From: Hu Weiwen <sehuww@mail.scut.edu.cn>
To: Gao Xiang <xiang@kernel.org>
Cc: Hu Weiwen <sehuww@mail.scut.edu.cn>, linux-erofs@lists.ozlabs.org
Subject: [PATCH v5 2/2] erofs-utils: optimize buffer allocation logic
Date: Mon, 18 Jan 2021 20:34:31 +0800 [thread overview]
Message-ID: <20210118123431.22533-1-sehuww@mail.scut.edu.cn> (raw)
In-Reply-To: <20210116063106.5031-1-hsiangkao@aol.com>
When using EROFS to pack our dataset which consists of millions of
files, mkfs.erofs is very slow compared with mksquashfs.

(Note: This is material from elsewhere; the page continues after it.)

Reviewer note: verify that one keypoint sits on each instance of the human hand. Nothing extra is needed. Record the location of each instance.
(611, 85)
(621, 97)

The bottleneck is `erofs_balloc' and `erofs_mapbh' function, which
iterate over all previously allocated buffer blocks, making the
complexity of the algrithm O(N^2) where N is the number of files.
With this patch:
* global `last_mapped_block' is mantained to avoid full scan in
`erofs_mapbh` function.
* global `mapped_buckets' maintains a list of already mapped buffer
blocks for each type and for each possible used bytes in the last
EROFS_BLKSIZ. Then it is used to identify the most suitable blocks in
future `erofs_balloc', avoiding full scan. Note that not-mapped (and the
last mapped) blocks can be expended, so we deal with them separately.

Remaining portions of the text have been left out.